I’m thinking about how to add some offsite stuff I’ve found, too. It’s more-of one of those, “I have to do it to see how it actually looks,” type of things. I’m just starting with Conn because I know that I’ve got a lot of Conn pics around.
The big pic on the left, with the caption below it, is clickable and should take you to my local galleries (of all pitches). The smaller pics will take you to a bigger pic with links to a gallery of that horn. Rolling your mouse over a small pic will tell you its serial number and approximate manufacture date.
Finally, to get everything to look as it does, I used a bit of HTML code. It’s W3C checked, so it should look OK in any browser.
|From the eBay ad for the s/n 16 horn, pictured above:
“This is undoubtably the 16th saxophone made in this country. Conn bought the Fisk factory in Worchester, Massachusetts, in 1887 and a year later made the first saxoophone in America. This is one is numbered 16. It is one of the most beautiful saxophones that I have ever laid eyes on. It is gold plated with about 95% of the plating intact, and the 25 leaves on the bell are all silver plated.
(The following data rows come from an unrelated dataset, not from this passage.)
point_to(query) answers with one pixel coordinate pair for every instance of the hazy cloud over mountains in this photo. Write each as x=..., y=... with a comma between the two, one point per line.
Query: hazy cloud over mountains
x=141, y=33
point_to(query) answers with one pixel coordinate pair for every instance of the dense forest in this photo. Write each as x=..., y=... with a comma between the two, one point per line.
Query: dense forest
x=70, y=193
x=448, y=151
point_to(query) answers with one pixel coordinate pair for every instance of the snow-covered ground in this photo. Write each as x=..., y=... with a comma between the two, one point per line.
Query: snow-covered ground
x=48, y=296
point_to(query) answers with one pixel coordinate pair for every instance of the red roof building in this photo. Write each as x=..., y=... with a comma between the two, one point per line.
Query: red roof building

The engraving is superb. The bow is engraved along with the bow guard. There is not a single dent in the bow. The greatest flaw is that it was made with a double octave key system. Sometime in its history it was changed over to an automatic system. This was done very, very, well, maybe even in the Conn factory. It plays to high F and low Bb. The bis key button may be a later addition. Very little of the gold plate is worn off. There is one little dent on the bell just above the joint between the bow and bell. It reads on the bell: ‘Made by C. G. Conn Elkhart Indiana and Worchester, Mass.’ One must look very hard to find the number 16 just above where the bell is attached to the bow among the flowers. There are pearls on all the front keys, the G#, and the low C & Eb. It is ready to play with new pads but you cannot take it on a gig unless it is a HP band as the instrument is high pitched. One is amazed at how modern this early saxophone is. It has features that Conn did not use again for fifty years.”
The name “Worcester” is just used for convenience. The official Conn model name is some variation on “Wonder,” as you can see in this 1890 catalog from saxophone.org. I’m currently trying to get a handle on early Conn model names.